LFB : Tu vas jouer au MaMA Festival en octobre, pourquoi c’est important pour toi d’y jouer ?
AP : Nous on cherche un booker, il y en aura. On va jouer devant des bookers, j’espère et avec un peu de bol il y en a un ou deux qui trouveront que ce qu’on fait est intéressant. Clairement, le fait de jouer devant des pros ça peut amener des collaborations, c’est cool. J’espère que ça va plaire à des gens. Vu que je suis avec des copains, je suis toujours content de jouer, dans n’importe quel contexte, que ce soit dans un bar ou sur un gros plateau. On va essayer une fois de plus de passer un bon moment, de jouer les morceaux et de s’amuser. J’espère que les gens s’amuseront aussi à nous regarder.
LFB : C’est quoi le plan une fois que l’album sera sorti ?
AP : Je bosse pour d’autres aussi, je fais la production d’autres personnes mais j’ai très envie de m’atteler au prochain album rapidement. Donc c’est bosser de nouveaux titres avec le groupe pour pouvoir commencer à enregistrer avant l’été prochain l’album suivant.
LFB: Tu as déjà participé à des sessions d’accompagnement de groupes émergents, est-ce que c’est quelque chose que tu souhaites refaire à l’avenir ?
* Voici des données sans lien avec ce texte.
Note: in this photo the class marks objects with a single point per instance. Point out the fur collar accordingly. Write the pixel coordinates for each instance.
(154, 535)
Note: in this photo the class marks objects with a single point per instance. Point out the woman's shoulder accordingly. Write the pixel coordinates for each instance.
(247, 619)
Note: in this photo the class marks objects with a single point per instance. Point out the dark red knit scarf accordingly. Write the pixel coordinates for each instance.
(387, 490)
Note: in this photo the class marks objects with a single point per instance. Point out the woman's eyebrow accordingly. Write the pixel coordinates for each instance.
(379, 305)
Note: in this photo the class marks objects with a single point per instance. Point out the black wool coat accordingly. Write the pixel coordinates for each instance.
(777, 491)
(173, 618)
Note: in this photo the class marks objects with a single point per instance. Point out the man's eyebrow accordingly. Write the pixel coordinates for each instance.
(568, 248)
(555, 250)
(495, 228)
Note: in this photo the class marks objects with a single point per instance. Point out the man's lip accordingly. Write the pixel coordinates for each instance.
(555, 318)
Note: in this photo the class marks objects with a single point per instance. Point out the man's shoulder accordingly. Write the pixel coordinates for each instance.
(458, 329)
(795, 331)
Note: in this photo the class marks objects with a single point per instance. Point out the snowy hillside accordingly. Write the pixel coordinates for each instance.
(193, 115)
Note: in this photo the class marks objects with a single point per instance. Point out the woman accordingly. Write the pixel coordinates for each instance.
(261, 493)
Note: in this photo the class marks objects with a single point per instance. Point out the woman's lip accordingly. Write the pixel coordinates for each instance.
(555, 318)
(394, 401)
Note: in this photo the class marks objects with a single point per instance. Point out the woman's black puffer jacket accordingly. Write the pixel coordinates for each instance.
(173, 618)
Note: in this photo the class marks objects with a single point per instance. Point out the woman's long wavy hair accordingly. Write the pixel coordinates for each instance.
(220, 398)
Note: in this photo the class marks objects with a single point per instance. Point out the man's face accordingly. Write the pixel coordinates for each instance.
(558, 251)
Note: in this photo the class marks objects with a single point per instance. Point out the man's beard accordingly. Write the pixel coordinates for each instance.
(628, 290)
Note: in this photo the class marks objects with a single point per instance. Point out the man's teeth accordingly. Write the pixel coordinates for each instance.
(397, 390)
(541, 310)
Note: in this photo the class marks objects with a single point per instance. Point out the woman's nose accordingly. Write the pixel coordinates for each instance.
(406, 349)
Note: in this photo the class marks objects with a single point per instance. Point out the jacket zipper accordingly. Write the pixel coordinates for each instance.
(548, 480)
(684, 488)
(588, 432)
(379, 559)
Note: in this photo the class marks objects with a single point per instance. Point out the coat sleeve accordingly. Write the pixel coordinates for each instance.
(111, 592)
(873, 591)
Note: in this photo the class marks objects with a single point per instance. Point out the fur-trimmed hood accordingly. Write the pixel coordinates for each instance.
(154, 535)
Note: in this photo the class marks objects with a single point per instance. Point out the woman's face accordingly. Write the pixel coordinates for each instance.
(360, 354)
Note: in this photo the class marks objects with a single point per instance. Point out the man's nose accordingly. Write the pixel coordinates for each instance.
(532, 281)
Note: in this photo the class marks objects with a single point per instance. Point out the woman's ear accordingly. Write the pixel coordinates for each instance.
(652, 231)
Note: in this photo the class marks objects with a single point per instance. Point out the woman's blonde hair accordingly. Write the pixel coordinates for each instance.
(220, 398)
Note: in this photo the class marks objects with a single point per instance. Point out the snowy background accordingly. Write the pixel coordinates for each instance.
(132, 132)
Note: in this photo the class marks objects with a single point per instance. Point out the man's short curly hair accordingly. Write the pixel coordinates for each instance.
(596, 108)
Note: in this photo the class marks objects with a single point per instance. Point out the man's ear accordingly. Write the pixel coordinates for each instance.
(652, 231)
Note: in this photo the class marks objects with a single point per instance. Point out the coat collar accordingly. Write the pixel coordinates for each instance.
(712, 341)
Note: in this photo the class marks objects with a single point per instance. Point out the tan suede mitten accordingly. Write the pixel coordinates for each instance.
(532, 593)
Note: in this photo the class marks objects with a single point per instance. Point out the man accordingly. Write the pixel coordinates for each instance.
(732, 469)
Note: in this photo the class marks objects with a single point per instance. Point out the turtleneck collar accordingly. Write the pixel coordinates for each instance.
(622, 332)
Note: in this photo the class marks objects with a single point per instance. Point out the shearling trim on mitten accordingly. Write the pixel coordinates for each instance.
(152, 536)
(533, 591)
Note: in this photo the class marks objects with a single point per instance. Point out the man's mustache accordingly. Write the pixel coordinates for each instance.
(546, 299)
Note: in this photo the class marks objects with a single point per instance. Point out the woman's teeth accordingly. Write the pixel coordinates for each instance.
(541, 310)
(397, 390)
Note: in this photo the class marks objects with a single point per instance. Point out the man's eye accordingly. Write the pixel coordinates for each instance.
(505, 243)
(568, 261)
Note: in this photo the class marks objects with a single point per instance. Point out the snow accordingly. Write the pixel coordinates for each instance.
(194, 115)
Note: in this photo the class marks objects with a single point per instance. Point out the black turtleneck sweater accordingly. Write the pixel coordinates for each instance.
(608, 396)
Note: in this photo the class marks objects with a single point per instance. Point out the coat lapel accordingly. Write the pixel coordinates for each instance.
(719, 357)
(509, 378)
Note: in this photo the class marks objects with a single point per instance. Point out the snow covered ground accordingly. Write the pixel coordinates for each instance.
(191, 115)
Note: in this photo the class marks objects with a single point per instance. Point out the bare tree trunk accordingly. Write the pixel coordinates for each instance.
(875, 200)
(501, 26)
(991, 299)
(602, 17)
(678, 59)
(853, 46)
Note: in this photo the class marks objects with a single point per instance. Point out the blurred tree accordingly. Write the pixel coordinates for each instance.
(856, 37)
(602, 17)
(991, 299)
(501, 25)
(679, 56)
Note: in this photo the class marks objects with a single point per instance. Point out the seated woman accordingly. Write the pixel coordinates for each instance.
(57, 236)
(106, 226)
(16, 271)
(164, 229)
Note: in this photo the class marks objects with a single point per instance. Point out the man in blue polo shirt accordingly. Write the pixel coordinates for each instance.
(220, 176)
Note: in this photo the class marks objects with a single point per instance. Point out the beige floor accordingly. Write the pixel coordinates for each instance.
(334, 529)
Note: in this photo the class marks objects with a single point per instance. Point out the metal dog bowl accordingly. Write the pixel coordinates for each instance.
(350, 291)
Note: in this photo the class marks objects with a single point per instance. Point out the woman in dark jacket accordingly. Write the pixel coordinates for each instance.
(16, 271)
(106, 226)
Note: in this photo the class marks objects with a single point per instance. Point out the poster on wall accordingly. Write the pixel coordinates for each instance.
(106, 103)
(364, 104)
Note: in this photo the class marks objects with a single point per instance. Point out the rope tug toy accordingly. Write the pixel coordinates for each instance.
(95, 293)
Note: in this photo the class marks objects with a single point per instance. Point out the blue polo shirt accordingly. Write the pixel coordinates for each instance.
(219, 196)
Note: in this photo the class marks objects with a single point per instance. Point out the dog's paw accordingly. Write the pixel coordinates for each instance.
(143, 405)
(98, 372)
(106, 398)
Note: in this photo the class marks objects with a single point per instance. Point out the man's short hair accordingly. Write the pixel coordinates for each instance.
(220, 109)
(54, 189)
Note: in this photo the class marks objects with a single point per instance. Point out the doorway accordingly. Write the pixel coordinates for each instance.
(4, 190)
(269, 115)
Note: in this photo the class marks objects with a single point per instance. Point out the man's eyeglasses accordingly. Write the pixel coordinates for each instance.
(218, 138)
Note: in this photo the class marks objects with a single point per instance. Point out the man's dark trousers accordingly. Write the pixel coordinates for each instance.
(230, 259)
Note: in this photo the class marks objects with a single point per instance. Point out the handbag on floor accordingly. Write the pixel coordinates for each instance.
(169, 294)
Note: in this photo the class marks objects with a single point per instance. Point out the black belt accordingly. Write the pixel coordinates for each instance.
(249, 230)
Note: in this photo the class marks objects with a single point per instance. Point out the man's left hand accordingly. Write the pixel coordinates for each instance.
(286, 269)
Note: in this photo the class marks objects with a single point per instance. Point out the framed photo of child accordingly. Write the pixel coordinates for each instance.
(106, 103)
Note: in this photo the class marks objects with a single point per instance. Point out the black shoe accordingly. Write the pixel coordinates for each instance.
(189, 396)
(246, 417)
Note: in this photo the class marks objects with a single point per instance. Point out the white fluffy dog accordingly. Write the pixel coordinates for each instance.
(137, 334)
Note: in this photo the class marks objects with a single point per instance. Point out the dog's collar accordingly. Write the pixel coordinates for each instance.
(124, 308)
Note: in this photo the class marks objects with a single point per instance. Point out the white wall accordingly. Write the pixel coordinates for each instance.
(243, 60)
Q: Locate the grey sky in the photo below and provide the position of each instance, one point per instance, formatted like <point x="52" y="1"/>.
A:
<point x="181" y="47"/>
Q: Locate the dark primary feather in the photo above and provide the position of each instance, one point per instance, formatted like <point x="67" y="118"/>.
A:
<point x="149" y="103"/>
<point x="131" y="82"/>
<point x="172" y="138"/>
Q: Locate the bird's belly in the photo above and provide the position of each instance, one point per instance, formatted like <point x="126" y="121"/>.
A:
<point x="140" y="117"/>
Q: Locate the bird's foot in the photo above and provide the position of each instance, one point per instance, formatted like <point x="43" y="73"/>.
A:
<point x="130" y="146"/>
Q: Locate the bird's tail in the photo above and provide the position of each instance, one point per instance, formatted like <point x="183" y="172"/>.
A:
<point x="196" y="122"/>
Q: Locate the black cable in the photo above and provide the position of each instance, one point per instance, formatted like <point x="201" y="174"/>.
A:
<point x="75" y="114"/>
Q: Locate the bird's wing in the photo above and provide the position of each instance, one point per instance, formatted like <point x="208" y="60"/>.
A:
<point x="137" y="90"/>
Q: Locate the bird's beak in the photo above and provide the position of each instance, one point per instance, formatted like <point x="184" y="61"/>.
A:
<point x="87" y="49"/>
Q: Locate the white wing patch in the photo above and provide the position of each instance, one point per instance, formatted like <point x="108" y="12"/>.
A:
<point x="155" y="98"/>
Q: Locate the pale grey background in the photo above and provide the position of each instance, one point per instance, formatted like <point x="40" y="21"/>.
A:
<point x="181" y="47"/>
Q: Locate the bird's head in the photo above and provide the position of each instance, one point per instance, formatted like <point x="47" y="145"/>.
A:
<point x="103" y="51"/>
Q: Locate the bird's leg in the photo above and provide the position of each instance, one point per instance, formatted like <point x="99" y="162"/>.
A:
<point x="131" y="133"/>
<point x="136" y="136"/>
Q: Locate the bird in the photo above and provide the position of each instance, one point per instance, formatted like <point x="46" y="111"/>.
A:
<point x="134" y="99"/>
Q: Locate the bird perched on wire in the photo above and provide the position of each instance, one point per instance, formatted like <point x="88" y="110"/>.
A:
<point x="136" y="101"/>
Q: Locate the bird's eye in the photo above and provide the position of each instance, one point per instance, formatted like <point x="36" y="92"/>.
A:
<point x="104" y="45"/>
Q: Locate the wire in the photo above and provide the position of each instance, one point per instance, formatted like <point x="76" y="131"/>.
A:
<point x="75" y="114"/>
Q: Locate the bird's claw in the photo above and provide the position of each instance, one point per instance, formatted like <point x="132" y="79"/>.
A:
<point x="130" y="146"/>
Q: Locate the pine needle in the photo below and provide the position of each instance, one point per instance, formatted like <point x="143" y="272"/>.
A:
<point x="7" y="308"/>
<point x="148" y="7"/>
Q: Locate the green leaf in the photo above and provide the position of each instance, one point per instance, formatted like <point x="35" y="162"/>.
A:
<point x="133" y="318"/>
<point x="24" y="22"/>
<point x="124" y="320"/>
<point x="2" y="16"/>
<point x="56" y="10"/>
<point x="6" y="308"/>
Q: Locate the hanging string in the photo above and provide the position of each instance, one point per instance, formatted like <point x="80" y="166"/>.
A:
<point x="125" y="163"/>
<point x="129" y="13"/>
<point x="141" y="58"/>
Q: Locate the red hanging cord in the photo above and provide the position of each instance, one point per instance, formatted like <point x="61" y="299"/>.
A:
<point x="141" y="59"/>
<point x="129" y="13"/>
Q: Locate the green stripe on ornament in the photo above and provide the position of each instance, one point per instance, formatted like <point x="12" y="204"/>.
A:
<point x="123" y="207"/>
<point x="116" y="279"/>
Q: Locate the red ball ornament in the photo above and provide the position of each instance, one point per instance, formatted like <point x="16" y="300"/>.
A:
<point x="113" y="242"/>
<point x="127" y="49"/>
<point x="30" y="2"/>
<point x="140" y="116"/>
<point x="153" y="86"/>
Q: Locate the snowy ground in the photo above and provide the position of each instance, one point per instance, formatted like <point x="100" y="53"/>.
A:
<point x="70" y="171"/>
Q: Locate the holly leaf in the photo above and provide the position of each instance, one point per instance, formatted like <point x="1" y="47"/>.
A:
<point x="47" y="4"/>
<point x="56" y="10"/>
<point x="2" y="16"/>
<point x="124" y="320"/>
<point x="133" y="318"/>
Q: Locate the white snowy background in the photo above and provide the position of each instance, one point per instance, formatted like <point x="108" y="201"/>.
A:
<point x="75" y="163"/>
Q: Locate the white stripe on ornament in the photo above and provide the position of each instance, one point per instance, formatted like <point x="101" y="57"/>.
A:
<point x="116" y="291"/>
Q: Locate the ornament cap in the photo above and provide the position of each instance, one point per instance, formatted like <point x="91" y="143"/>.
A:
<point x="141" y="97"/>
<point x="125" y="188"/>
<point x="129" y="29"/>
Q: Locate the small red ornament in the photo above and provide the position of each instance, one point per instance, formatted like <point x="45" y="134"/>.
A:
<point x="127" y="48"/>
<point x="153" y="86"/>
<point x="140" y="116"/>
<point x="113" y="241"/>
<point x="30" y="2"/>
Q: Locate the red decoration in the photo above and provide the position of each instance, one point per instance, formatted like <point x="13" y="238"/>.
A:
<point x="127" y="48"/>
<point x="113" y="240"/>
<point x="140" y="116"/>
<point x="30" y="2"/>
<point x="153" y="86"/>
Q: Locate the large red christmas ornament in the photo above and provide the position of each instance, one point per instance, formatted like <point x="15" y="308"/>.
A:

AP : Je n’ai rien à cacher, je suis content de discuter avec des gens de comment je fais les choses, du process, des machines, de l’inspiration. Je suis pour partager les choses parce qu’il faut partager les choses, c’est important, c’est cool. Moi j’ai beaucoup appris de gens avec qui j’ai travaillé. J’ai beaucoup appris d’interviews de gens qui jouaient de transparence, je pense par exemple à Philippe Zdar qui est mort il n’y a pas longtemps. C’est un mec qui, à chaque fois qu’il était en interview, disait tout de son process, ne cachait rien. Ça m’a fait beaucoup de bien de voir qu’un gars avec autant d’expérience était totalement décomplexé par rapport au fait de lâcher des infos sur les machines, sur sa manière de faire. Je sais que ça m’a beaucoup motivé donc oui, il faut que tout le monde dialogue sur ses manières de faire et ne garde pas le mystère. C’est cool d’échanger.
On retrouvera Antoine très vite à l’occasion de la sortie de son premier album Hi-fi Romance le 04 octobre prochain.